9 of 9 found the following review helpful:

4Good, but something went wrong. Edit: Firmware update fixed itMay 22, 2015
By Richard K DeStephens
I bought this in March to power up my iPhone while using Audio Technica ATH M50x over-ear headphones (and sometimes my Sennheiser HD598s open-back head phones). I normally use a Fiio for the Sennies while connected to my MacBookPro.

The Sound Blaster improves the sound, but most notably, allows me to listen for hours without ear fatigue. It is the only one I found that will work with the iPhone/iPod voltage requirement.
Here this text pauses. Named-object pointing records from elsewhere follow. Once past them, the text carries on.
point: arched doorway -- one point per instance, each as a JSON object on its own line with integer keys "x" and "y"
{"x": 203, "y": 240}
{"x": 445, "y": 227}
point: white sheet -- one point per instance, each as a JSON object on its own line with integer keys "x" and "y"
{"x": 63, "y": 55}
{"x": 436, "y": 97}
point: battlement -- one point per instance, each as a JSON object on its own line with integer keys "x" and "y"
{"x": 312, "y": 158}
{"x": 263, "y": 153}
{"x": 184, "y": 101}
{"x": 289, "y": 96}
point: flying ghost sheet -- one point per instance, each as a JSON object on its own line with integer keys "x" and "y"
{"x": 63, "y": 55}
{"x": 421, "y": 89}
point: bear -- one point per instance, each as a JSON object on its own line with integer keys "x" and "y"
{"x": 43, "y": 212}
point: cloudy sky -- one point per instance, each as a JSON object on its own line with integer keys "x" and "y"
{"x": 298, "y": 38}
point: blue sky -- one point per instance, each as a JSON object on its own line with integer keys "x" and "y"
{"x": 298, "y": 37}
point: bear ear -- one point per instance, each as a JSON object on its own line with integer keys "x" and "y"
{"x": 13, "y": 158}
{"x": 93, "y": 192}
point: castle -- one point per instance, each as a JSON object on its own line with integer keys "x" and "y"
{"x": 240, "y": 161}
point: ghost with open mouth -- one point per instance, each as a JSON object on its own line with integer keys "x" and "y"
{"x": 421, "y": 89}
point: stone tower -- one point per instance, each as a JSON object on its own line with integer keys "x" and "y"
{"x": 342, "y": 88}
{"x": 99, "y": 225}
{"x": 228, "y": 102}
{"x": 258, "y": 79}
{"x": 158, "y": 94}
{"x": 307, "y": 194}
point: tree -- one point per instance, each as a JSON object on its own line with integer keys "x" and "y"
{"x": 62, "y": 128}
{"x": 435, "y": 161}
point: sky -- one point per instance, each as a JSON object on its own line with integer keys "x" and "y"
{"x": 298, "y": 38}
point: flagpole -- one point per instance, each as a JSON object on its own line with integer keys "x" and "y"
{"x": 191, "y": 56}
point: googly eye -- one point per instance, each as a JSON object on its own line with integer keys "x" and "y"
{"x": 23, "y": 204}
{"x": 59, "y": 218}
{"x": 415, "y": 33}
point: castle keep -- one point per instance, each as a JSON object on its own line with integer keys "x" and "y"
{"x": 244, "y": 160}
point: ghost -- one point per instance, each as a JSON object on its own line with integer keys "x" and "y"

Battery life generally out-lasts my iPod or iPhone's batteries.

So, it worked fine up until about a month ago when it started to sound digitally-skippy. I would unplug the unit and re-plug and it would sound good again. Rinse, repeat. I thought it was my iPod at first, but after a while, it did the same thing with iPhone, eventually.

I am going to return it for a replacement today.

Edit -- I emailed the company. The tech got back to me and suggested it was a firmware issue. I went to the website and downloaded the current version (just one week old). Seems to be functioning fine again. I'll let you know.